How to remove duplicate lines and sort text
Paste a list — one item per line — into the input box and the cleaned result appears instantly on the right. Tick the operations you want: remove duplicates is on by default, and you can add trim, remove empty lines, a sort order, and reverse. The line counters show how many lines went in, how many came out, and how many were removed, so you can see the effect at a glance. When you are happy, copy the output or download it as a .txt file. It is built for the everyday chore of tidying an email list, a list of IDs, log lines, CSV columns or any newline-separated data.
How deduplication works
Removing duplicates keeps the first occurrence of each line and discards every later copy. With sorting turned off, the surviving lines stay in their original order — important when sequence matters, such as a prioritised list. Turn on ignore case and lines that differ only in capitalisation are treated as identical, so Apple and apple collapse to one entry (the first one seen). Combine it with trim to also treat cherry and " cherry " as the same line, which catches duplicates that only differ by stray leading or trailing spaces — a very common source of "invisible" duplicates in pasted data.
Sorting options
Four sort modes cover the usual needs. A → Z and Z → A sort the lines as text using a locale-aware comparison, so accented characters and mixed case order sensibly. Numeric ↑ and Numeric ↓ read the leading number on each line and order by value, which is what you want for a list of figures — a plain text sort would otherwise place "10" before "9" because it compares character by character. Leave sort on None to preserve input order, which pairs naturally with deduplication when you only want to remove repeats without reshuffling.

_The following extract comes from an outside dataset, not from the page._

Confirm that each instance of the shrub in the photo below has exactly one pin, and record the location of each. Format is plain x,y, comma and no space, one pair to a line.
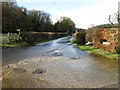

The order operations are applied
Because you can combine options, the order they run in matters, and this tool fixes it so the result is always predictable: trim first, then remove empty lines, then remove duplicates, then sort, and finally reverse. That sequence is deliberate — trimming before deduplication means whitespace-only differences are normalised before duplicates are detected, and reversing last means it flips whatever the sort produced. Knowing the pipeline lets you predict the output for any combination of switches.
Why clean lists locally
Tidying a list is pure, deterministic text processing, so a real tool beats pasting the list into an AI assistant — which can silently drop or merge lines on a long input and present the result as complete. This tool applies the exact pipeline every time. It also runs entirely in your browser, so it is instant, works offline, and your data stays private: email lists, customer IDs and internal logs are exactly the kind of thing that should not be uploaded, and here it never is.
- Dedupe keeping first occurrence, optionally case-insensitive.
- Sort alphabetically or numerically, ascending or descending.
- Clean — trim whitespace, drop empty lines, reverse order.
- Live counts of lines in, out and removed.
- Local — copy or download, nothing uploaded.
Frequently asked questions
- Does removing duplicates keep the original order?
- Yes — with sorting off, the first occurrence of each line stays in place and later copies are dropped.
- Can it ignore case when finding duplicates?
- Yes — turn on "ignore case" and Apple and apple count as the same line.
- In what order are operations applied?
- Trim, then remove empty, then dedupe, then sort, then reverse — a fixed, predictable pipeline.
- Is my text uploaded?
- No. All processing runs locally in your browser, safe for large or sensitive lists.